Details
-
Bug
-
Resolution: Fixed
-
Critical
-
None
-
None
-
3
-
9223372036854775807
Description
The code in qmt_seed_glbe_all() doesn't support a case when OST index is larger than the number of OSTs.
BUG: unable to handle kernel paging request at ffff91c13a4ad868 IP: [<ffffffffc1001931>] qmt_lvbo_update+0x261/0xe60 [lquota] CPU: 0 PID: 5100 Comm: qmt_reba_lustre 3.10.0-1160.83.1.el7_lustre.ddn17.x86_64 #1 RIP: 0010:[<ffffffffc1001931>] [<ffffffffc1001931>] qmt_lvbo_update+0x261/0xe60 [lquota] Call Trace: [<ffffffffc13158db>] mdt_lvbo_update+0xbb/0x140 [mdt] [<ffffffffc0ba0002>] ldlm_cb_interpret+0x122/0x740 [ptlrpc] [<ffffffffc0bbaa67>] ptlrpc_check_set+0x3f7/0x2230 [ptlrpc] [<ffffffffc0bbcabb>] ptlrpc_set_wait+0x21b/0x7e0 [ptlrpc] [<ffffffffc0b780b5>] ldlm_run_ast_work+0xd5/0x3a0 [ptlrpc] [<ffffffffc0b9b4cb>] ldlm_glimpse_locks+0x3b/0x110 [ptlrpc] [<ffffffffc0fffe6f>] qmt_glimpse_lock.isra.15+0x39f/0xa50 [lquota] [<ffffffffc10009c4>] qmt_reba_thread+0x4a4/0xa80 [lquota] [<ffffffff9c0cb511>] kthread+0xd1/0xe0
For example, if the system has 4 OSTs with indexes 0001, 0002, 00c9, 00ca. As could be seen from the below code index 00c9 would cause writing outside lqeg_arr which has 64 elements by default.

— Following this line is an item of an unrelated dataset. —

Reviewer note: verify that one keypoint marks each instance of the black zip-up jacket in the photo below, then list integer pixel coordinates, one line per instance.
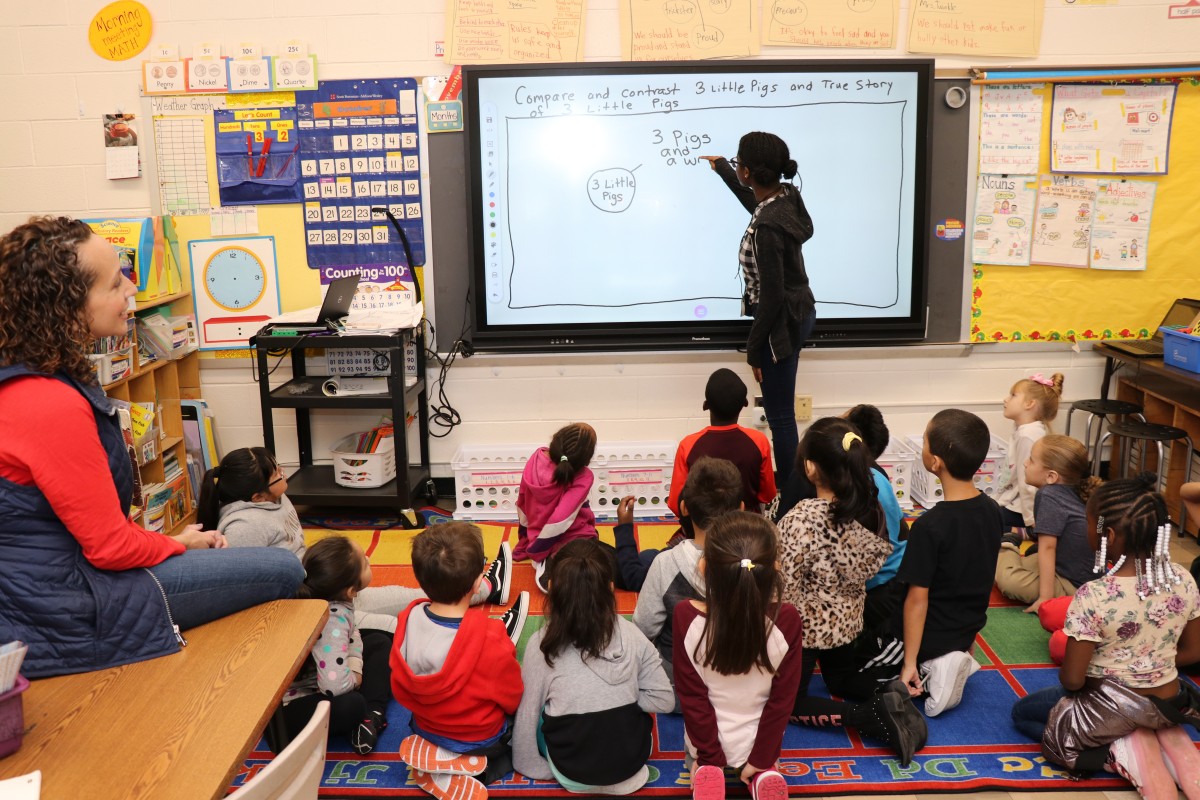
(785, 299)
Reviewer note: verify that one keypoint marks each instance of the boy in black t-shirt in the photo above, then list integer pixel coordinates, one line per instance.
(949, 565)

void qmt_seed_glbe_all(const struct lu_env *env, struct lqe_glbl_data *lgd, bool qunit, bool edquot) { ... for (j = 0; j < slaves_cnt; j++) { idx = qmt_sarr_get_idx(qpi, j); LASSERT(idx >= 0); if (edquot) { int lge_edquot, new_edquot, edquot_nu; lge_edquot = lgd->lqeg_arr[idx].lge_edquot; edquot_nu = lgd->lqeg_arr[idx].lge_edquot_nu; new_edquot = lqe->lqe_edquot; if (lge_edquot == new_edquot || (edquot_nu && lge_edquot == 1)) goto qunit_lbl; lgd->lqeg_arr[idx].lge_edquot = new_edquot;
3 things are required to make this bug possible:
- enabled quota(quota_slave.enalbed != 0) and quota limits set for at least one ID(user/group/project).

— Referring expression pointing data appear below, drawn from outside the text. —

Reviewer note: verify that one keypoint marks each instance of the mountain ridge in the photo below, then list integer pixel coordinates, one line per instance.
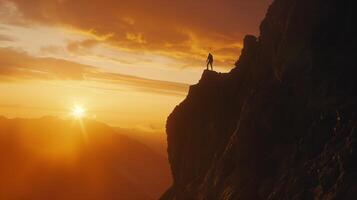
(281, 124)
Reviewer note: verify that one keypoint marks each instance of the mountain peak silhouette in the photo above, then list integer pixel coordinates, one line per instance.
(281, 124)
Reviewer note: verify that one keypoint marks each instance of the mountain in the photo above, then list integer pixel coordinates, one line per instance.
(50, 158)
(282, 124)
(155, 140)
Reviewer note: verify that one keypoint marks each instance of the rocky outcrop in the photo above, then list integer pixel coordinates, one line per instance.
(282, 124)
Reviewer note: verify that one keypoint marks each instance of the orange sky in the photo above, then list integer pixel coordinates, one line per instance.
(127, 62)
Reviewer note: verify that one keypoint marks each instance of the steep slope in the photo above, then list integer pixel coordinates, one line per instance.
(282, 123)
(49, 158)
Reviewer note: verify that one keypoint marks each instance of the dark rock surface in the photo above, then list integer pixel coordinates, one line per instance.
(282, 124)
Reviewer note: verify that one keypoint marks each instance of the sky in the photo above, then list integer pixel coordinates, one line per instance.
(128, 63)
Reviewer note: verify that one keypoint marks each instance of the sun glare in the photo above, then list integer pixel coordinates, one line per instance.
(78, 111)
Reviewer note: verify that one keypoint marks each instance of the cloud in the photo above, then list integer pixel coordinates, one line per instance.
(186, 29)
(19, 66)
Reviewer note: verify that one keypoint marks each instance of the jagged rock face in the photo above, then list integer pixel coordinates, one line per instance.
(282, 124)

- at least one OST pool in the system
- at least one OST in the OST pool with index > 64(QMT_INIT_SLV_CNT)
This bug may cause different kind of kernel panics, but on the system where it often occurred in 80% of all cases it corrupted UUID and NID rhashtables. All of these panics are described in LU-16930. By default the size of lqeg_arr is 64*16=1024. It means that with high probability it would corrupt the neighbor kmalloc-1024 region.